農閑期の貴重な収入源だった「箒」

戦国時代の猛将で、“豊臣秀吉に喧嘩を売った男”として名を馳せた九戸政実がかつて治めた九戸村。現在の人口は約5200人で、主な産業は農業や林業。この村の一角で高倉工芸は30年前から南部箒の生産に勤しんでいる。

工場は山間の村にある
撮影=プレジデントオンライン編集部
JR二戸駅から車で1時間弱。岩手県九戸村戸田の作業場は山に囲まれた小さな集落にあった

九戸村の冬は雪深く、農業ができないことから、元々、農閑期の収入源として箒を作って売る農家があったそうだ。その取り組みを村全体で推進しようと、60年ほど前に役場が音頭をとり、箒作りの講習会が村の学校で開かれたこともある。そこで技術を学んだのが高倉工芸の創業者、高倉徳三郎氏だった。高倉社長の父である。

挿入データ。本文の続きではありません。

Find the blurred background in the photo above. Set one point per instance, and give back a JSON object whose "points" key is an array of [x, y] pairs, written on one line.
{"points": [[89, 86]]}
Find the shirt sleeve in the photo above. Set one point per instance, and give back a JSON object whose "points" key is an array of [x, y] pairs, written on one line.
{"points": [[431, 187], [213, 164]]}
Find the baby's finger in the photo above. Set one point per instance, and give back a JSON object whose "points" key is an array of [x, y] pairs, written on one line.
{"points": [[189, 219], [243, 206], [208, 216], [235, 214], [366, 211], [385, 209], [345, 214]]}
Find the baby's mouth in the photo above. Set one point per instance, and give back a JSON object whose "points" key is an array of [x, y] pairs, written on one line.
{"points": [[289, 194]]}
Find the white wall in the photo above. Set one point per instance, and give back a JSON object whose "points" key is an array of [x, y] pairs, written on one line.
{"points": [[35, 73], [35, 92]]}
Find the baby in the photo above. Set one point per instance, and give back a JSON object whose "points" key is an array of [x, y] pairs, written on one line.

ただし、あくまでもメインは農業で、箒作りは副業程度の位置付けだった。そんな家で育った高倉社長は地元の中学を卒業すると、盛岡市内の農業高校へ進学。その後、農業短期大学を出て3年ほど会社勤めをした。いったん九戸村に戻ると、今度は養豚場へ修行に出た。

「長男だからいずれは戻ってきて農家を継げと、小さい頃から親父や親戚に強く言われてきました。それが当たり前だと思っていたから、特に抵抗はありませんでしたね」

高倉工芸。左奥にあるのが事務所。右奥に作業場がある
撮影=プレジデントオンライン編集部
高倉工芸。左奥にあるのが事務所、右奥に作業場がある

養豚業からの完全シフト

高倉社長は親の言いつけ通り農業の勉強を続けていたが、その一方で、父は箒作りに本腰を入れ始め、それが少しずつ売れるようになってきていた。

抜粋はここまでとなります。